Since I've been learning Motoko programming for my Coding with Kyle series (now available on YouTube), I decided to go ahead and build this using the Internet Computer as a cheap and open backend.
Tracking as little as possible
Really, all I care about is getting a sense of what people are looking at, and what kind of a device they're coming from.

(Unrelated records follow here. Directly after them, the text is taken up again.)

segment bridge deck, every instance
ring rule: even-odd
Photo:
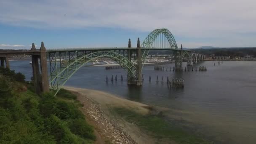
[[[119,51],[125,50],[136,50],[136,48],[56,48],[48,49],[46,50],[46,52],[61,52],[61,51]],[[165,51],[181,51],[180,49],[173,49],[170,48],[141,48],[142,50],[165,50]],[[190,51],[188,50],[183,50],[184,51]],[[27,55],[40,55],[40,50],[2,50],[0,51],[0,57],[6,57],[8,56],[13,56],[17,55],[27,54]]]

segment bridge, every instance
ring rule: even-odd
[[[0,67],[9,68],[9,59],[11,56],[30,55],[35,92],[40,94],[51,89],[56,94],[72,75],[85,64],[96,59],[107,57],[115,61],[124,69],[128,74],[128,84],[141,85],[144,63],[149,51],[152,50],[172,51],[175,56],[176,71],[181,70],[182,61],[185,59],[187,60],[187,65],[189,66],[192,63],[197,64],[205,58],[205,55],[183,50],[182,45],[179,48],[171,32],[166,29],[159,29],[150,32],[141,45],[138,38],[137,46],[133,48],[129,39],[127,48],[46,50],[42,42],[40,49],[37,49],[32,43],[31,50],[2,51],[0,51]],[[48,66],[50,69],[49,76]]]

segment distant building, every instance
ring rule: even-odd
[[[213,59],[216,60],[229,60],[230,56],[213,56]]]

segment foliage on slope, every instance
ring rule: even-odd
[[[78,109],[75,96],[37,95],[24,78],[0,69],[0,143],[93,143],[93,128]]]

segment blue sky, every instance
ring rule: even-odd
[[[126,47],[165,28],[187,48],[256,46],[254,0],[2,0],[0,48]]]

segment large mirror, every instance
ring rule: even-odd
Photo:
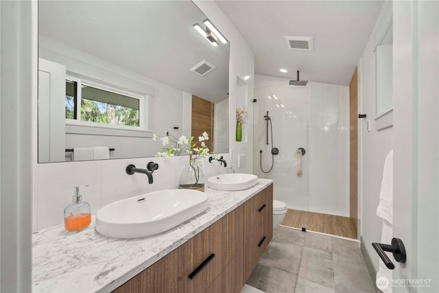
[[[194,29],[206,19],[190,1],[39,1],[38,163],[154,156],[154,134],[203,131],[227,152],[230,45]]]

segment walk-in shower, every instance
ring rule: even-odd
[[[262,150],[259,150],[259,166],[261,167],[261,171],[262,171],[263,173],[270,173],[273,169],[273,167],[274,167],[274,155],[279,154],[279,149],[278,149],[277,148],[273,147],[273,124],[272,124],[272,119],[270,117],[270,116],[268,116],[268,111],[267,111],[267,115],[265,115],[263,117],[263,118],[265,119],[265,121],[267,122],[267,145],[269,145],[268,124],[270,124],[270,133],[271,134],[271,137],[272,137],[272,140],[271,140],[272,165],[270,167],[270,169],[268,171],[264,171],[263,168],[262,167]]]
[[[253,174],[273,179],[288,209],[349,216],[348,87],[257,78]]]

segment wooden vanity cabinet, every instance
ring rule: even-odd
[[[270,185],[114,292],[239,293],[272,237],[272,202]]]
[[[244,283],[273,237],[273,185],[244,204]]]

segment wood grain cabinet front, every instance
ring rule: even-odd
[[[240,292],[272,237],[272,193],[270,185],[114,292]]]

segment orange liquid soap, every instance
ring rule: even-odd
[[[86,228],[91,223],[91,215],[89,213],[77,213],[64,218],[64,226],[69,231],[80,231]]]

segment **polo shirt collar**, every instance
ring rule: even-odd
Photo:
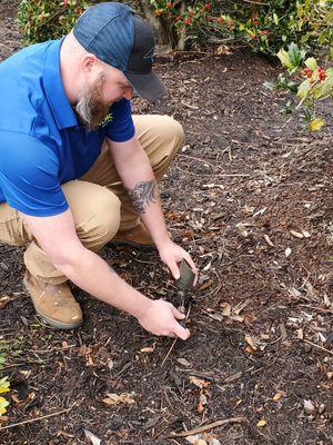
[[[46,96],[60,130],[78,126],[78,119],[65,96],[60,73],[60,48],[64,38],[47,48],[43,69]]]

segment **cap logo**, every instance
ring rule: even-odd
[[[143,56],[143,59],[150,59],[151,62],[154,61],[154,57],[155,57],[155,47],[152,47],[147,55]]]

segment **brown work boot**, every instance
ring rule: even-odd
[[[131,246],[138,249],[152,250],[155,249],[154,241],[142,222],[130,230],[118,230],[114,238],[107,246]]]
[[[82,324],[82,312],[69,285],[48,285],[26,271],[23,284],[29,291],[37,314],[57,329],[74,329]]]

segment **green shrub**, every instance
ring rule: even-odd
[[[276,55],[291,42],[333,57],[331,0],[149,0],[157,19],[172,30],[174,47],[196,43],[246,42],[254,51]],[[98,1],[90,0],[90,3]],[[125,1],[124,1],[125,2]],[[147,10],[143,0],[132,1]],[[88,7],[77,0],[22,0],[18,21],[26,43],[57,39],[70,31]]]
[[[316,106],[324,100],[333,99],[333,67],[325,69],[319,66],[315,58],[305,58],[305,51],[297,44],[291,43],[287,51],[281,48],[278,57],[289,78],[280,73],[275,82],[265,82],[270,89],[282,89],[296,96],[295,106],[287,101],[284,110],[289,113],[301,111],[304,118],[304,127],[310,131],[319,131],[324,125],[323,117],[317,116]],[[332,115],[331,115],[332,119]]]
[[[65,36],[87,9],[85,1],[22,0],[18,22],[26,44]]]
[[[276,55],[282,44],[291,42],[333,51],[330,1],[150,1],[155,14],[168,20],[175,33],[185,36],[189,42],[235,39],[269,55]]]

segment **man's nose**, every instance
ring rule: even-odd
[[[128,100],[133,99],[133,96],[134,96],[134,90],[133,90],[132,87],[129,87],[129,88],[127,89],[125,93],[123,95],[123,97],[124,97],[125,99],[128,99]]]

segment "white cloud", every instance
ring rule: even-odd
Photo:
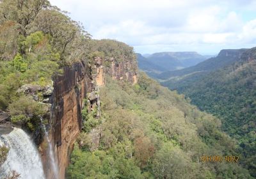
[[[82,22],[93,38],[120,40],[142,53],[163,49],[213,54],[256,46],[255,0],[50,1]],[[243,19],[244,12],[255,20]]]

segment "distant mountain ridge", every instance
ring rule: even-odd
[[[216,66],[210,68],[212,64]],[[200,70],[205,71],[196,71]],[[172,79],[162,84],[220,118],[223,130],[238,141],[239,162],[256,178],[256,47],[223,50],[216,58],[182,70],[173,72]]]
[[[164,72],[193,66],[206,59],[196,52],[163,52],[152,54],[137,54],[139,68],[155,77]]]
[[[246,49],[221,50],[217,56],[211,58],[196,65],[179,70],[164,72],[156,77],[162,81],[167,81],[175,77],[186,75],[187,77],[191,77],[191,76],[198,75],[199,74],[209,72],[238,61],[243,52],[246,50]],[[169,82],[169,83],[170,82],[172,81]]]

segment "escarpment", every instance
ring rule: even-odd
[[[108,64],[108,65],[106,64]],[[76,137],[82,130],[81,110],[88,105],[89,111],[100,105],[99,86],[106,83],[106,75],[113,79],[137,82],[137,65],[134,60],[122,61],[95,57],[89,63],[77,63],[63,68],[61,75],[53,77],[54,90],[51,95],[50,134],[59,178],[64,178]],[[100,114],[100,111],[99,114]],[[52,171],[43,159],[47,178],[52,178]]]

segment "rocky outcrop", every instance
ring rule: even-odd
[[[109,75],[113,79],[128,81],[132,84],[138,81],[137,63],[133,59],[124,58],[122,60],[111,58],[106,59],[108,65],[104,66],[106,73]]]
[[[0,110],[0,134],[9,134],[12,130],[10,114]]]
[[[106,63],[110,65],[106,65]],[[74,144],[82,130],[81,111],[86,105],[85,102],[90,104],[88,105],[89,111],[97,107],[97,116],[100,115],[99,87],[106,84],[105,76],[107,75],[113,79],[136,84],[137,65],[134,64],[134,61],[127,59],[118,61],[114,58],[107,60],[95,58],[91,63],[81,62],[72,66],[64,67],[62,74],[53,77],[53,90],[50,95],[49,135],[59,166],[60,178],[65,178]],[[22,89],[24,93],[29,91],[36,96],[36,93],[33,93],[31,88],[26,86]],[[45,91],[44,89],[38,90]],[[99,132],[97,130],[93,132],[93,142],[97,148]],[[44,151],[41,153],[43,155],[45,153]],[[47,159],[43,157],[47,178],[52,178],[52,171],[47,167]]]

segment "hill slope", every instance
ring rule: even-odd
[[[220,118],[223,130],[239,144],[242,162],[256,176],[256,48],[236,63],[190,81],[163,84],[175,88],[203,111]]]
[[[241,54],[245,51],[246,49],[221,50],[216,57],[209,58],[196,65],[179,70],[164,72],[158,75],[157,78],[166,81],[175,77],[190,76],[192,74],[214,71],[237,61]]]
[[[155,76],[156,74],[166,70],[164,68],[151,63],[141,54],[137,53],[136,56],[139,68],[145,72],[150,76]]]
[[[205,60],[205,58],[195,52],[177,52],[155,53],[149,56],[147,59],[168,71],[195,65]]]
[[[202,161],[236,155],[220,120],[143,74],[133,86],[108,78],[100,95],[102,116],[83,112],[68,178],[250,178],[236,163]]]

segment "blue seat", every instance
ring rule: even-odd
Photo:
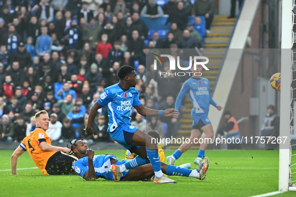
[[[168,2],[168,0],[156,0],[156,4],[161,8]]]
[[[154,32],[155,32],[155,30],[148,30],[148,34],[147,36],[147,38],[148,40],[152,39],[152,36],[153,35],[153,33]],[[147,46],[148,46],[148,44],[147,44]]]
[[[144,40],[144,43],[145,44],[145,45],[146,45],[146,46],[148,46],[148,44],[149,43],[149,40]]]
[[[157,31],[157,32],[159,34],[159,38],[161,39],[165,38],[166,34],[168,32],[169,30],[161,30]]]
[[[166,134],[167,134],[167,124],[165,122],[161,122],[161,126],[163,128],[164,134],[166,136]]]

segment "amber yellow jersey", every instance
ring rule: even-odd
[[[158,154],[159,155],[159,158],[160,158],[160,162],[163,162],[164,160],[164,152],[161,148],[158,147]],[[132,160],[134,158],[137,156],[137,154],[134,153],[131,153],[129,150],[126,150],[125,153],[125,160]]]
[[[43,142],[46,142],[50,145],[52,144],[45,131],[40,128],[37,128],[24,138],[20,146],[24,150],[28,150],[37,167],[45,175],[47,174],[45,170],[47,161],[57,151],[42,150],[39,147],[39,144]]]

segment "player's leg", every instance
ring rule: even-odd
[[[166,158],[167,160],[170,165],[173,165],[175,161],[178,160],[186,150],[190,148],[196,142],[194,142],[194,139],[199,139],[201,136],[202,132],[200,130],[200,128],[198,126],[198,122],[193,121],[192,124],[192,128],[191,130],[191,134],[189,138],[189,142],[184,143],[181,144],[179,148],[174,152],[172,156],[168,156]]]
[[[205,179],[206,172],[208,168],[208,160],[206,158],[202,164],[195,170],[192,170],[178,166],[168,165],[161,162],[161,170],[169,176],[193,177],[201,180]],[[136,169],[132,169],[127,174],[121,178],[122,181],[133,181],[144,180],[150,178],[154,174],[153,168],[151,164],[146,164],[139,166]],[[154,182],[157,180],[154,180]]]
[[[200,122],[199,122],[200,124],[201,124]],[[202,160],[203,160],[203,157],[205,154],[205,151],[207,147],[209,142],[210,142],[211,140],[210,139],[211,139],[214,136],[214,130],[211,124],[210,123],[201,127],[201,130],[204,132],[205,136],[202,142],[202,143],[200,144],[197,158],[194,160],[194,164],[198,166],[200,165],[202,162]]]

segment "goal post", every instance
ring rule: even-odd
[[[287,136],[290,139],[291,135],[291,86],[292,78],[292,64],[293,52],[292,28],[293,25],[293,13],[294,0],[282,0],[281,8],[281,52],[280,62],[280,102],[279,136]],[[278,190],[286,192],[294,190],[296,187],[289,187],[290,182],[290,156],[289,142],[288,146],[279,144]]]

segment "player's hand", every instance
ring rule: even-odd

To that end, I came up with this simple structure for my data:
stable var visitSummaries : Trie.Trie<Route, VisitSummary> = Trie.empty();
stable var logs : [VisitRecord] = [];
Basically, what we have here is a Trie
, which I'm using like a key-value Map of routes, which are URL's, and a Summary of the visits of that route. Then, I'm also keeping a log of records, as a simple array.
The types look like this:
type Route = Text;
type DeviceType = { #Mobile; #Desktop };
type VisitRecord = {
deviceType: DeviceType;
time: Time.Time;
route: Route;
};
type VisitSummary = {
route: Route;
total: Nat32;
mobile: Nat32;
desktop: Nat32;
};
Pretty straightforward - the Route is a string, just the URL. DeviceType is a Motoko Variant, which will be one of the attributes, either #Mobile
or #Desktop
. Then, I have two different records that I update when someone visits a page - a simple log with the deviceType, a timestamp, and the route, as well as a summary of each route.
This allows me to quickly pull up a summary of each route, with things like the total visits, and the mobile / desktop distribution. The logs will let me do more rigorous data exploration down the road if I so choose.